Oggi ascolto un silenzio assordante non dovuto al solo tacere dei macchinari del manto stradale. È sabato e sono alla fine del giorno. Fin dal mattino mi sono accorta dell’assenza dei passerotti e ho notato, tra l’altro, un panno verde scuro sporco, sulla tettoia sotto il tubo del nido. Mentre mi affrettavo a preparare l’”erbazzone“, torta rustica toscana, infornarla e mangiarla, mi giungeva da fuori, dalla parte del tubo, una ridondante voce femminile. Dopo aver sentito alcuni brani dei suoi discorsi, mi fu chiaro che un’altra donna aveva spazzato via il nido, con quella pezza rivoltata sulla grondaia. Questa volta però gli uccellini già volavano. Nel corso della giornata ne ho visti due fare capolino dal tubo e poi via, si sono alzati in volo. Ho cercato di incontrare la famiglia che possiede il tubo per dire di risistemare quella protezione salutare per loro e, soprattutto, per i piccoli uccelli. La torta salata l’ho mangiata con dolore e amarezza.

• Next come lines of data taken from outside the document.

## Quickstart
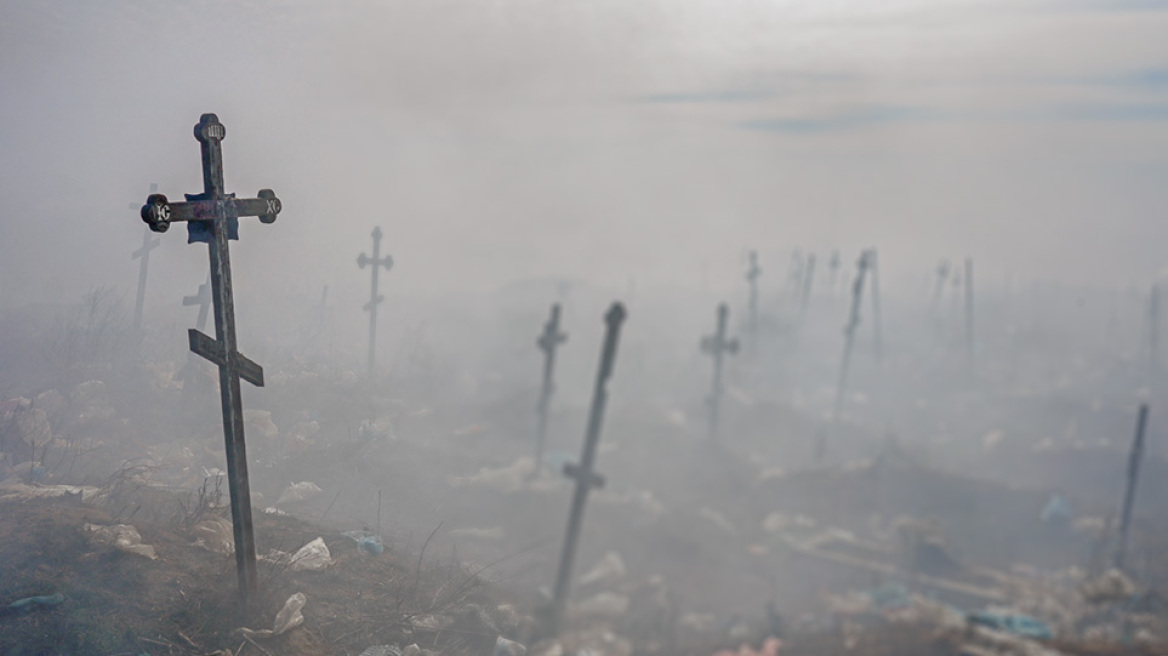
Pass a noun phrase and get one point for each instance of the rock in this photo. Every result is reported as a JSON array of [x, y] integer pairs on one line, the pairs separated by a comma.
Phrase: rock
[[123, 537]]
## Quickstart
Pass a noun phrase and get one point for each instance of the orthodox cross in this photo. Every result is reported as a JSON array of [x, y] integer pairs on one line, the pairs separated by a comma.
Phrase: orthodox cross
[[376, 262], [716, 346], [213, 217], [585, 473], [148, 244], [548, 342]]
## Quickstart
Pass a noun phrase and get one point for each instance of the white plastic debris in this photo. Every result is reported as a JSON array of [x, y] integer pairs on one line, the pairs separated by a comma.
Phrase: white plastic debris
[[289, 618], [607, 571], [505, 647], [312, 556], [298, 492], [602, 605], [124, 537]]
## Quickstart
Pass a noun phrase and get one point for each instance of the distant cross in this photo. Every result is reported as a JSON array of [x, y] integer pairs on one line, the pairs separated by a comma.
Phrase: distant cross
[[849, 334], [877, 327], [213, 217], [752, 273], [808, 278], [143, 255], [716, 346], [968, 312], [548, 342], [376, 262], [1133, 474], [943, 271], [585, 473]]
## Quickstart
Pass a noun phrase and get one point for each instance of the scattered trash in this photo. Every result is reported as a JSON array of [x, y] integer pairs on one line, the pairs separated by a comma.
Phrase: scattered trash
[[124, 537], [505, 647], [431, 622], [382, 650], [367, 543], [30, 604], [289, 618], [1111, 586], [607, 571], [215, 534], [494, 532], [602, 605], [312, 556], [1023, 626], [298, 492]]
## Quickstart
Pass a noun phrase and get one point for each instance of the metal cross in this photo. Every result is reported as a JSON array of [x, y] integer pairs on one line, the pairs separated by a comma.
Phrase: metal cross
[[849, 333], [716, 346], [584, 473], [213, 217], [548, 341], [376, 262], [752, 273], [148, 244], [1133, 474]]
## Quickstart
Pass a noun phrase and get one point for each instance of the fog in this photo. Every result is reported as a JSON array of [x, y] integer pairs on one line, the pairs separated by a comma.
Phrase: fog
[[518, 154]]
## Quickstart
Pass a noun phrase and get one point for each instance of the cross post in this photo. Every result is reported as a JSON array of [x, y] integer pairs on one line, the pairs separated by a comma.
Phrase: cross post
[[376, 262], [143, 255], [716, 346], [548, 342], [849, 333], [585, 473], [1133, 474], [752, 273], [808, 278], [877, 328], [213, 217]]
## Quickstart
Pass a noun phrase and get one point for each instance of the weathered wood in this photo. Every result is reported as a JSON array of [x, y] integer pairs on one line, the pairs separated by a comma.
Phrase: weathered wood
[[548, 342], [585, 472], [1133, 474], [717, 346]]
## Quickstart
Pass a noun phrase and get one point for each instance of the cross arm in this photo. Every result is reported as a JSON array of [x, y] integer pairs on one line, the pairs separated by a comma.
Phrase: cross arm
[[213, 350], [590, 479], [159, 213]]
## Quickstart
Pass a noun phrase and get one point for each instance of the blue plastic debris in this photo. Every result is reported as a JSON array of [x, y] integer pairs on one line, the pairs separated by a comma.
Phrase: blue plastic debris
[[1023, 626]]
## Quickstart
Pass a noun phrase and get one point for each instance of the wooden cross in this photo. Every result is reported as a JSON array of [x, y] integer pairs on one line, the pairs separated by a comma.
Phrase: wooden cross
[[752, 273], [585, 473], [203, 300], [1133, 474], [376, 262], [716, 346], [548, 342], [808, 278], [849, 333], [213, 217], [148, 244]]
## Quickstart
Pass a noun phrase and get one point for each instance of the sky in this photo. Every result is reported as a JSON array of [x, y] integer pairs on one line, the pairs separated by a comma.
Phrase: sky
[[604, 140]]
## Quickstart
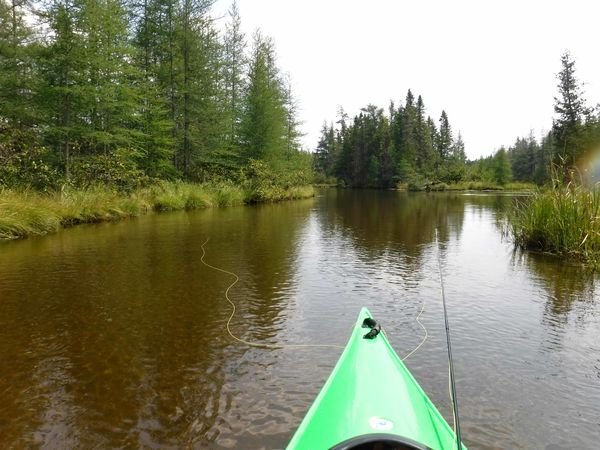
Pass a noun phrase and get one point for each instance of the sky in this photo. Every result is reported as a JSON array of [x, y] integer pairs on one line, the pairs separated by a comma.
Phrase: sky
[[490, 65]]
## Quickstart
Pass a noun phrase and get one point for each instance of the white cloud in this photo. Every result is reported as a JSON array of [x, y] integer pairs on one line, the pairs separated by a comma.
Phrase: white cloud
[[490, 65]]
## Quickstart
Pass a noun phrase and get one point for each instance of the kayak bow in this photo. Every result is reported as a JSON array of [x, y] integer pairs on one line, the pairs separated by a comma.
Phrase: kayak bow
[[372, 399]]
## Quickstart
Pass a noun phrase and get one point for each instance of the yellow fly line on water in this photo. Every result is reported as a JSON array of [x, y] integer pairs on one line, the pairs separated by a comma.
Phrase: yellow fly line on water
[[280, 346]]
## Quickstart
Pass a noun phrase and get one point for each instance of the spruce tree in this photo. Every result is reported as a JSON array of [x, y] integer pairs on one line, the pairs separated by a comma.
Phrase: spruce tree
[[234, 68], [17, 74], [571, 109], [263, 125]]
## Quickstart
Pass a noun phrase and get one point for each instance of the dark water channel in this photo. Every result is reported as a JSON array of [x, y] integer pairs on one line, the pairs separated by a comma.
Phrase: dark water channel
[[113, 335]]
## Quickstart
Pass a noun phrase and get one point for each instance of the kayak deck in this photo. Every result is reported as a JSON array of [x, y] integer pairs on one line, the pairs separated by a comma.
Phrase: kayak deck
[[371, 392]]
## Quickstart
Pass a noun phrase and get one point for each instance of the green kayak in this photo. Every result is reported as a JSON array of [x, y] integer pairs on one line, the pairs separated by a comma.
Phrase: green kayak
[[371, 401]]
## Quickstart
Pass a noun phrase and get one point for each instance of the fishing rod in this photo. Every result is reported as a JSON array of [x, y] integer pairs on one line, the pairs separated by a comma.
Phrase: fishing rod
[[449, 345]]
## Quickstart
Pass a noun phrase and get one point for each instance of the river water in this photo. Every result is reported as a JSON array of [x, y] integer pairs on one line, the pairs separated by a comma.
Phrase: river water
[[113, 335]]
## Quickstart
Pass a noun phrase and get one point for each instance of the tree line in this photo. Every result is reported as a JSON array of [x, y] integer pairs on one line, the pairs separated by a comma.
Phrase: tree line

Il giorno dopo, in mattinata, mentre sistemavo i vasi di piante sul terrazzino, è arrivato un nugolo gioioso di passerotti cinguettando attorno a quel tubo. È durato un attimo. Erano loro, la famigliola mia coinquilina che, per un pezzetto di vita, mi ha allietata con i suoi canti gioiosi.
Questa mattina, poco prima del risveglio, ho sognato un uccello che mi è venuto vicino. Mi sono svegliata e mi sono ricordata di uno dei cardellini accuditi dalla mia nonna materna Felicetta. Il giorno in cui morì mio nonno Matteo, l’uccellino fece lutto. Stette fermo in un angolo della gabbia: non toccò cibo né bevve. Ebbene, questo cardellino visse 17 anni, perse non poche piume, ingobbì e poi morì, sazio di giorni vissuti nell’amore ricevuto e dato.”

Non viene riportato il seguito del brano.